Table 2. Beef Steak, Impact and Feasibility Ranking Summary Statistics (Impact N=89, Feasibility N=81)
Impact / Feasibility
Median / Quartile Range / 25th Percentile / 75th Percentile / Median / Quartile Range / 25th Percentile / 75th Percentile
Price / 3 / 1 / 2 / 3 / -1 / 4 / -3 / 1
Product Quality and Form / 2 / 2 / 0 / 2 / 2 / 2 / 1 / 3
Nutrition / -1 / 2 / -2 / 0 / -1 / 3 / -3 / 0
Health / 0 / 2 / -1 / 1 / -1 / 2 / -2 / 0
Food Safety / 1 / 3 / -1 / 2 / 2 / 3 / 0 / 3
Social Aspects / -2 / 2 / -2 / 0 / 0 / 3 / -2 / 1
Sustainability / -2 / 3 / -3 / 0 / 0 / 3 / -2 / 1

a Presented values are re-ordered from original survey formatting such that higher values reflect more impact or feasibility.

To facilitate Figures 1 and 2, presented values are zero-centered.

Table 3. Ground Beef, Impact and Feasibility Ranking Summary Statistics (Impact N=88, Feasibility N=81)
Impact / Feasibility
Median / Quartile Range / 25th Percentile / 75th Percentile / Median / Quartile Range / 25th Percentile / 75th Percentile
Price / 3 / 1 / 2 / 3 / -1 / 4 / -3 / 1
Product Quality and Form / 1 / 3 / -1 / 2 / 2 / 2 / 1 / 3
Nutrition / -1 / 2 / -2 / 0 / -1 / 3 / -3 / 0
Health / 0 / 2 / -1 / 1 / 0 / 3 / -2 / 1
Food Safety / 2 / 2 / 1 / 3 / 2 / 2 / 1 / 3
Social Aspects / -2 / 2 / -3 / -1 / -1 / 3 / -2 / 1
Sustainability / -2 / 2 / -3 / -1 / -1 / 2 / -2 / 0

a Presented values are re-ordered from original survey formatting such that higher values reflect more impact or feasibility.

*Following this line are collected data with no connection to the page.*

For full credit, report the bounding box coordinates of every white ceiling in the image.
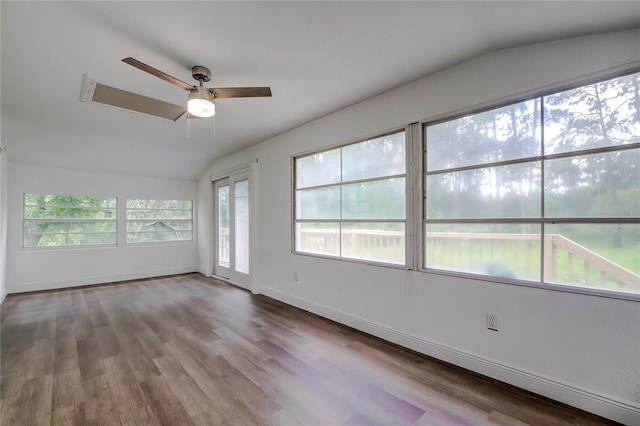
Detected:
[2,1,639,180]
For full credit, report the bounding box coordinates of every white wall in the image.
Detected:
[7,163,198,292]
[198,30,640,424]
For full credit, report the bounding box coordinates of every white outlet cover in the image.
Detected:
[487,313,498,331]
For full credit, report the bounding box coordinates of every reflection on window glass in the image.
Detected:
[342,132,405,181]
[342,178,405,220]
[426,100,541,171]
[426,163,541,219]
[342,222,405,265]
[544,73,640,155]
[545,149,640,218]
[296,148,341,189]
[425,223,542,282]
[296,186,340,220]
[295,222,340,257]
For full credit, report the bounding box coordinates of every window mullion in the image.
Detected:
[408,122,421,271]
[339,146,343,258]
[540,94,546,285]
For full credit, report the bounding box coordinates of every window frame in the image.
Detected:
[292,127,411,268]
[22,193,118,249]
[125,198,194,245]
[420,68,640,300]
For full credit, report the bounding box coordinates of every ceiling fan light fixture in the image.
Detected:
[188,87,215,118]
[121,57,272,120]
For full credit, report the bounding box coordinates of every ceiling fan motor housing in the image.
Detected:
[192,66,211,83]
[119,57,272,119]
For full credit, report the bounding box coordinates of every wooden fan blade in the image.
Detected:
[80,76,186,121]
[211,87,272,98]
[122,57,195,91]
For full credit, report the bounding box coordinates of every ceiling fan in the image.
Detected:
[80,57,272,121]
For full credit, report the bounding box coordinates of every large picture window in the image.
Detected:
[23,193,117,247]
[424,72,640,294]
[126,199,193,243]
[294,131,407,265]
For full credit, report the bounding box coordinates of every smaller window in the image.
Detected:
[294,130,407,265]
[23,193,117,248]
[126,199,193,243]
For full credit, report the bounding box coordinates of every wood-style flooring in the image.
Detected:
[1,273,618,425]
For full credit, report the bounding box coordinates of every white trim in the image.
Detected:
[7,267,198,294]
[208,159,257,182]
[259,285,639,425]
[420,267,640,302]
[249,162,260,295]
[0,291,6,304]
[410,122,422,271]
[210,273,229,281]
[404,124,414,270]
[292,125,407,159]
[210,273,251,292]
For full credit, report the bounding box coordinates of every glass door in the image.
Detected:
[214,179,231,278]
[213,172,251,288]
[233,177,250,277]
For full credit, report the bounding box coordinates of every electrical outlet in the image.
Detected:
[487,313,498,331]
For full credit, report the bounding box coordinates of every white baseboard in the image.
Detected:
[7,267,199,294]
[260,285,639,425]
[208,273,253,292]
[197,266,212,276]
[0,290,6,304]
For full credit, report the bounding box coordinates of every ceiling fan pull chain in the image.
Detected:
[187,112,191,139]
[212,113,216,139]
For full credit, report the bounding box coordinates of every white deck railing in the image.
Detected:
[298,228,639,291]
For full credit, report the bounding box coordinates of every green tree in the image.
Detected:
[544,73,640,247]
[24,194,116,247]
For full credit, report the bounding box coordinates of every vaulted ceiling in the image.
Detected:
[2,1,638,179]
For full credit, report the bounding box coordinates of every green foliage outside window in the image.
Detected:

To facilitate Figures 1 and 2, presented values are zero-centered.

19 | Page

Chapter 4. Expert Survey

While assessing median values is important, it masks underlying diversity in opinions among experts. Accordingly, dispersion, as indicated by quartile ranges (25th and 75th percentile range) is also assessed. In Figures 1 and 2 the quartile ranges (QR) appear as “error bars” to readily present relative dispersion in views across both impact and feasibility space among the 7 factors. To appreciate the level of dispersion, recall that these zero-centered values range from a low of -3 to a high of +3. Accordingly, factors with QR of 2 or more are indicative of significant diversity among experts’ views. Price is the only factor with an impact QR less than 2 (Tables 2 and 3), with all other factors (including feasibility of influencing Price) having a QR of 2 or higher. Taken as a whole, this indicates significant heterogeneity among the views experts hold regarding both impact and feasibility of influencing beef demand factors. This is not surprising given the 10-year forward-looking nature of our survey questions and diversity in backgrounds, areas of expertise, etc. within our respondent sample.

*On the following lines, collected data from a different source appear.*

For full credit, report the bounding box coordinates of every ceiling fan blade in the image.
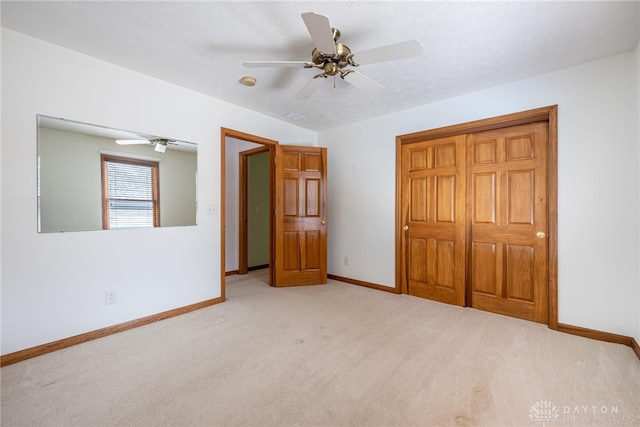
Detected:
[342,71,384,95]
[354,40,423,65]
[115,139,151,145]
[296,76,326,99]
[301,12,336,55]
[244,60,309,68]
[167,140,196,150]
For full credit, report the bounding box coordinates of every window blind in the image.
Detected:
[101,155,159,229]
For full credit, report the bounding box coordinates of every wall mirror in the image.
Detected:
[37,115,198,232]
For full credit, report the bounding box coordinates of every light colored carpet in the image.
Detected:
[1,269,639,426]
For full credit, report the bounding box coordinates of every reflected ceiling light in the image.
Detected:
[154,140,168,153]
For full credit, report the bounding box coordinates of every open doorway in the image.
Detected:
[221,128,277,300]
[238,146,271,275]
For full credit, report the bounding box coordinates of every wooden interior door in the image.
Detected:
[467,122,548,323]
[274,145,327,287]
[400,135,466,305]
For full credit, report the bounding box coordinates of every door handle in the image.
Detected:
[536,231,546,239]
[403,225,409,231]
[321,220,326,225]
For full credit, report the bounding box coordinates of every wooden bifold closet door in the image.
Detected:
[401,135,467,306]
[400,121,549,323]
[467,122,548,323]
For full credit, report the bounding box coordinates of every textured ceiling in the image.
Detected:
[2,1,639,132]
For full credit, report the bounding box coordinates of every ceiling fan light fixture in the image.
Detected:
[154,139,168,153]
[240,75,257,86]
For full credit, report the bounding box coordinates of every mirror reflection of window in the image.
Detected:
[37,115,198,233]
[101,155,160,229]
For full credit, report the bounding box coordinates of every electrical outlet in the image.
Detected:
[207,204,218,215]
[344,256,350,266]
[105,290,117,305]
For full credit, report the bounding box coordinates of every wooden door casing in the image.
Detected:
[401,135,466,306]
[274,145,328,287]
[467,122,548,323]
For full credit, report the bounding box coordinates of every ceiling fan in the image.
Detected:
[116,138,174,153]
[244,12,423,99]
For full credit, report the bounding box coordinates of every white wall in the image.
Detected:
[321,51,640,340]
[1,29,315,355]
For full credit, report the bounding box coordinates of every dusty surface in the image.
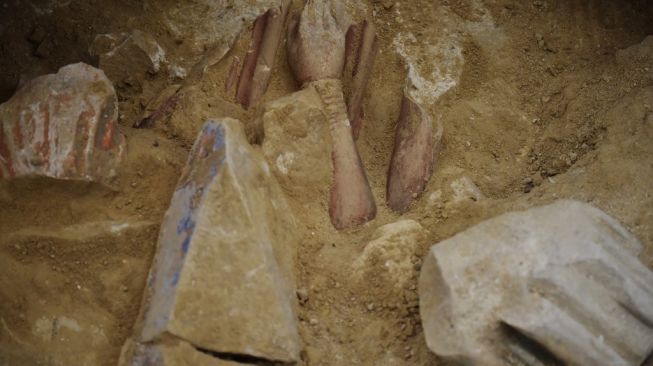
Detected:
[1,0,652,365]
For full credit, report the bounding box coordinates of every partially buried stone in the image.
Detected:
[137,118,300,363]
[353,220,427,291]
[419,200,653,366]
[261,86,332,199]
[90,30,166,85]
[0,63,125,188]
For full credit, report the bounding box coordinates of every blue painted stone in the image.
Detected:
[138,118,300,363]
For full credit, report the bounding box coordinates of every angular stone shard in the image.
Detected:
[139,118,300,363]
[0,63,125,187]
[419,200,653,366]
[90,30,166,85]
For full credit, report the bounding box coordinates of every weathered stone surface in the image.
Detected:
[0,63,125,187]
[354,220,427,290]
[261,86,332,199]
[119,338,254,366]
[419,200,653,366]
[138,118,300,362]
[90,30,166,85]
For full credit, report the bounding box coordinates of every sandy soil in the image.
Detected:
[1,0,652,365]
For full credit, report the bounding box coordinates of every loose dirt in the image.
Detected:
[1,0,652,365]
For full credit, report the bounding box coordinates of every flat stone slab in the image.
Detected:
[419,200,653,366]
[138,118,300,363]
[0,63,125,187]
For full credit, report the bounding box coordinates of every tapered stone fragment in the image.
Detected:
[387,94,442,213]
[419,200,653,366]
[236,0,290,109]
[139,119,300,363]
[0,63,125,187]
[286,0,375,230]
[343,20,378,139]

Comparing the QR of feasibility and impact rankings makes clear there is less of a consensus on the feasibility of the industry to influence the 7 evaluated factors than there is on impact. In every case except one (Product Quality and Form, ground beef) the feasibility QR is equal to or higher than the impact QR (Tables 2 and 3). This can be seen visually in Figures 1 and 2 by noting how the vertical “error bars” reflecting feasibility QRs are generally wider than the horizontal bars based upon impact QRs. In the case of Price, this difference is substantial as the impact QR is 1 and the feasibility QR is 4 in both ground beef and beef steak assessments. Examined in conjunction with factors’ median values, this indicates experts agree that Price is a critical driver of beef consumption, but significantly disagree regarding the industry’s relative ability to influence beef price. This is also highlighted in Figures 1 and 2 where Price falls into either quadrant 2 (more feasible/more impact) or quadrant 3 (less feasible/more impact) when considering QR values. An opposite pattern emerges for views regarding Product Quality and Form in the case of ground beef as impact QR exceeds the feasibility QR. In Figure 2 Product Quality and Form resides in either quadrant 1 (more feasible/less impact) or quadrant 2 (more feasible/more impact), when considering QR values.